Keywords - graph cut; depth image; pyramid representation; gaussin mixture model;

I. INTRODUCTION The task of interactive image segmentation is becoming

more and more popular to alleviate the problems inherent to fully automatic segmentation which seems to never be perfect. The ultimate goal is to extract an object from the background in an input image with as few user interactions as possible. Foreground/background discrimination is aimed to separate an image to two distinctive parts. In order to achieve good quality, the information that can be used in an image is color, texture, depth, etc. of the pixel of the segment. It is common that some prior on segmentations is needed for achieving a perfect segment. The prior usually presents as appearance models [1, 2], to distinguish better the foreground from the background segmentation. Intuitively, the foreground and the background priors provide constrains about what the user intends to segment. A good segmentation should be smooth in regions while preserving sharp discontinuities that exist at object boundaries.

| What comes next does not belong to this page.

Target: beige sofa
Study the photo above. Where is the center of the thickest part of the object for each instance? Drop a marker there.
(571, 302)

A good way of using both the color (texture) information and the contrast (edge) information is by graph cut method. [1, 2, 3]

The theory of graph cut was used in computer vision in the paper by Greig, Porteous and Seheult [4] of Durham University. In the Bayesian statistical context of smoothing noisy (or corrupted) images, they showed how the maximum a posteriori estimate of a binary image can be achieved exactly by maximizing the flow through an associated simulated annealing (as proposed by the Geman Brohters [5]), or iterated conditional modes (a type of greedy algorithm as suggested by

Julian Besag [6]) were used to solve such image smoothing problems.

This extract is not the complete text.